Yogyakarta – Presiden Joko Widodo tengah menyiapkan peraturan presiden (perpres) yang akan memberi ruang lebih bagi Tentara Nasional Indonesia (TNI) untuk menanggulangi terorisme. Perpres ini dinilai bakal memantik masalah baru karena bakal menguatkan spirit suatu kelompok.
Hal itu mengemuka dalam diskusi daring ‘Penanganan Terorisme oleh TNI: Risiko dan Tantangan?’ gelaran lembaga Infest Yogyakarta, Jumat (30/10/2020).
Direktur Pusat Studi Hak Asasi Manusia Universitas Islam Indonesia (Pusham UII) Eko Riyadi yakin terorisme dapat diatasi polisi tanpa perlu melibatkan TNI. “Isu terorisme belum jadi isu pertahanan, tapi problem keamanan. Polisi masih punya kemampuan memadai untuk atasi terorisme,” katanya.
Ia menjelaskan UU Nomor 34 Tahun 2004 tentang TNI telah mengatur secara tegas bahwa TNI memiliki tugas utama menjaga kedaulatan negara. “UU itu spiritnya coba memberi demarkasi tegas antara urusan TNI dan polisi. Polisi dalam keamanan domestik dan penegakan hukum, TNI konteksnya kedaulatan negara,” tutur Eko.
Memang TNI dimungkinkan mengambil tindakan non-perang, termasuk dalam mengatasi terorisme. Namun, kata Eko, keterlibatan TNI itu ketika aparat negara memiliki keterbatasan dalam situasi tertentu. “Sejauh ini saya percaya polisi jika menggunakan sumber daya secara optimal sangat mudah mengatasi terorisme,” kata dia.
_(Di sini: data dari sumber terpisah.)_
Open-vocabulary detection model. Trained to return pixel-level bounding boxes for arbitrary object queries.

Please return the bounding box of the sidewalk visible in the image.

Ia mengakui, saat ini terdapat problem untuk mengenali suatu gerakan sebelum aksi teroris terjadi. Namun masalah itu bukan berarti diatasi dengan mengerahkan tentara. “Yang belum manifes ini perlu upaya non-hukum, misalnya kemungkinan menambah kinerja intelijen,” kata dia.
Eko mendorong pemerintah melibatkan aktor dan pihak di bidang non-keamanan dan non-pertahanan. Langkah ini ditempuh saat kelompok yang berpotensi melakukan teror masih dalam tahap mengembangkan ideologi dan saat aksi teror belum muncul.
“Ini agar perpres tidak memunculkan problem baru. Banyak pelaku (terorisme) memiliki relasi hstoris dengan pendahulunya secara ideologi dan keluarga. Ada problem penegakan hukum yang tidak fair dan potensi pelanggaran HAM di masa dahulu yang kini memunculkan spirit baru,” tuturnya.
Kepala Badan Nasional Penanggulangan Terorisme (BNPT) 2011-2014 Ansyaad Mbai menyebut pelibatan TNI mengatasi terorisme menjadi kekuatan pamungkas. “TNI striking force, penggunannya last resort, apabila aparat penegakan hukum kewalahan dan di luar kemampuan,” kata dia.
Menurutnya, pelibatan TNI dalam mengatasi terorisme sudah dipratikkan di Operasi Tinombala di Poso dan saat terjadi pembajakan kapal Sinar Kudus di Somalia. “Jadi penggunaan militer itu bukan baru dan sudah diatur di Perpres Nomor 46 Tahun 2010 tentang BNPT,” kata dia.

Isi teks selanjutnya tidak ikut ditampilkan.